See also S v Haikele and others, 1992 NR 54 at 67.

The trial Court found, partly on the basis of an admission, that accused no. 3 was the person who had inflicted the fatal wound on the deceased with a knife. Accused no. 3's assertion that he did so in private defence was correctly rejected.

As regards accused no. 1, he made a "warning statement" wherein he explained at length his own involvement in the fracas. He stated inter alia that he saw accused no. 3 taking a knife from his, accused no. 1's, pocket and using the knife to stab the deceased. He was accordingly convicted on the basis of the evidence of the warning statement and circumstantial evidence that established that he had associated himself with the murder of the deceased.

Accused no. 2 was convicted on the basis of the evidence given by Neville Campbell and Montzinger who said they recognized him as one of the assailants at the scene, a fact admitted by accused no. 2 himself.

The Court a quo in essence found that accused nos. 1 and 2 had associated themselves with the fight at the time when they knew that accused no. 3 had taken the knife to stab the deceased; that they appreciated that a fatality might result in the course of the fight and that they were reckless as to whether that result was achieved.

Turning now to the Court a quo's consideration of the evidence against the appellant, there was no direct evidence implicating the appellant in the commission of the crimes. He did neither disclose the basis of his defence nor did he testify. He, however, made a statement to the police upon his arrest wherein he placed himself at the scene. In the "warning statement" the appellant stated simply that he was attacked by Neville Campbell and "his friend" and that he had to defend himself. No further details were given in the terse statement.

The trial Court rejected the appellant's assertion that there was a fight between the deceased and his party and the group of seven men, which fight might have entitled the appellant and company to seek to defend themselves. It was found that there was overwhelming evidence that the deceased and his party were set upon and viciously assaulted by being kicked and stabbed with knives.

The Court a quo furthermore observed when dealing with the case against the appellant:

I have referred to the use of knives, in the light of Doctor Liebenberg's evidence that when she looked at the stab wound on the deceased's chest she was satisfied that this was a boat shaped stab wound which suggested that it had been inflicted with a double edged knife. Doctor Liebenberg was adamant that the knife which was produced in Court is not the knife which inflicted that particular wound. Accused one identified the knife in Court as the knife which was taken from his back pocket to the scene of the fight by accused 3. And, that knife was found near the feet of the deceased. So quite clearly the murder weapon as such is not before the Court. It is clear that there was at least this knife and one other knife, during the attack which other knife was employed in the attack on the deceased. Accused 6 is found guilty by the overwhelming evidence established by the State.

The trial Court then proceeded to consider the evidence against accused no. 7 and this brings me to the trial court's findings and reasoning regarding accused no. 7. Having analysed the evidence against accused no. 7 the Court a quo concluded:

Now as regards accused 7, finally, on the charge of murder, my finding is that there is a doubt whether accused seven can be said to have foreseen death by stabbing.

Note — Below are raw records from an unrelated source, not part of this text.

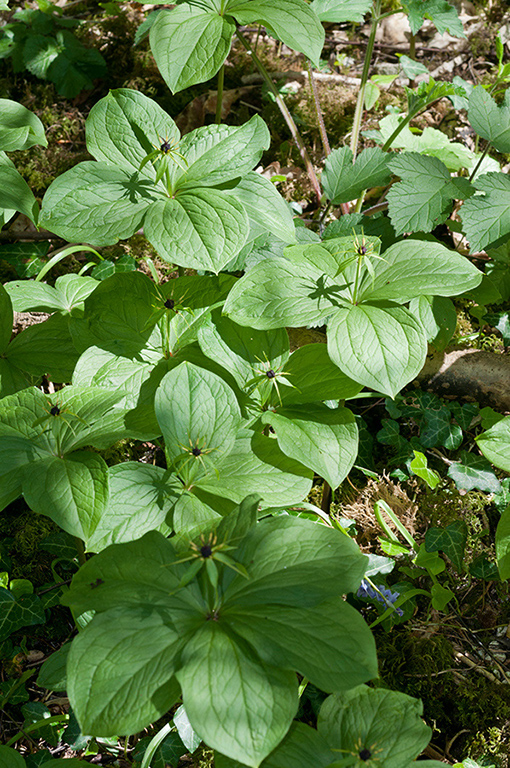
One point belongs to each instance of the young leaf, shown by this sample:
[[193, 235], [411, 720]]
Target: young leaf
[[486, 218], [423, 198], [291, 21], [382, 347], [488, 120], [443, 15], [344, 181], [324, 439], [179, 38], [339, 11]]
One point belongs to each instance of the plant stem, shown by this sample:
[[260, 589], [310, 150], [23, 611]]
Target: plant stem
[[326, 497], [318, 110], [219, 95], [286, 115], [358, 114], [480, 160], [80, 548]]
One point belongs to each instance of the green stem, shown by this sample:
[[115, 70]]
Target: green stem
[[219, 95], [480, 161], [318, 111], [80, 548], [286, 115], [358, 114]]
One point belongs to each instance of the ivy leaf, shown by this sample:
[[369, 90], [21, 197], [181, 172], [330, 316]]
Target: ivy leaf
[[423, 198], [339, 11], [474, 472], [486, 218], [263, 697], [488, 120], [179, 38], [494, 444], [344, 181], [450, 540], [291, 21], [393, 350], [443, 15], [16, 613]]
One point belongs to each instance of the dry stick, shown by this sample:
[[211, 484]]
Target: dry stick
[[286, 115]]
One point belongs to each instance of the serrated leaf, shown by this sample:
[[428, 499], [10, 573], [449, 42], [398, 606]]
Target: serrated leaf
[[382, 347], [423, 198], [291, 21], [488, 120], [344, 180], [341, 10], [474, 472], [451, 540], [178, 39], [486, 218]]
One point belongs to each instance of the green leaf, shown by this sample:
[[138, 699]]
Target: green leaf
[[495, 442], [382, 347], [410, 268], [19, 128], [278, 293], [219, 678], [315, 377], [287, 558], [6, 318], [450, 540], [324, 439], [53, 672], [16, 613], [111, 658], [244, 352], [72, 491], [45, 348], [438, 316], [486, 218], [15, 193], [125, 126], [443, 15], [256, 464], [195, 408], [423, 198], [179, 38], [140, 499], [341, 10], [391, 721], [119, 315], [488, 120], [292, 21], [419, 466], [216, 154], [203, 230], [301, 638], [474, 472], [344, 181], [69, 292], [10, 758], [503, 544], [96, 203], [267, 210]]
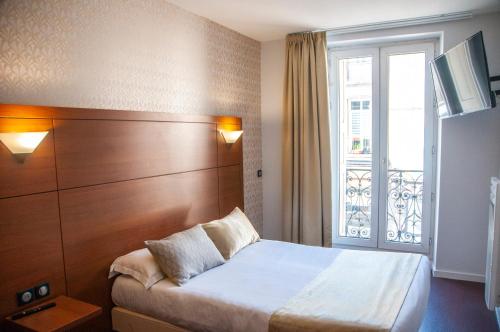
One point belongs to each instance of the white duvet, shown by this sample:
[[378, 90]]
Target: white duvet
[[242, 294]]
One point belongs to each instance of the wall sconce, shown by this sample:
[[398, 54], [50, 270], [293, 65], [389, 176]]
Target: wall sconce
[[231, 136], [22, 144]]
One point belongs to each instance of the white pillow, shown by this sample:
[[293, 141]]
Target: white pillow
[[185, 254], [231, 233], [140, 265]]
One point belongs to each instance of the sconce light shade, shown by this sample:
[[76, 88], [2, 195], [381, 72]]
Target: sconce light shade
[[22, 143], [231, 136]]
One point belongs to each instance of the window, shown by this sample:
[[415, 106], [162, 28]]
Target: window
[[383, 123]]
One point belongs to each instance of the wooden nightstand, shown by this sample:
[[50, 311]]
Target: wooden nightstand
[[66, 314]]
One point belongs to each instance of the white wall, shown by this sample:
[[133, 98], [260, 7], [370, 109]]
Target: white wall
[[272, 74], [469, 154]]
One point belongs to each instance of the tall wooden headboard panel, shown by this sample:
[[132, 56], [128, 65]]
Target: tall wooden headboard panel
[[100, 184]]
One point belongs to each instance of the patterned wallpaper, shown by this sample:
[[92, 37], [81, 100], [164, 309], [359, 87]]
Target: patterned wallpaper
[[140, 55]]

The evidence is that it was very dark at the time. Also there is no evidence that anybody mentioned the presence of a knife or the use of a knife at the time. So unless accused 7 had been aware of the knife being taken as was accused 1 there was nothing in the circumstances of the fight itself, which would have revealed the presence of knives among the fighters.

Given that blank in the evidence, it is difficult as far as accused seven is concerned to draw the inference that he would have foreseen a fatality resulting from the use of the weapons used. Accordingly accused 7 is found not guilty on the murder charge.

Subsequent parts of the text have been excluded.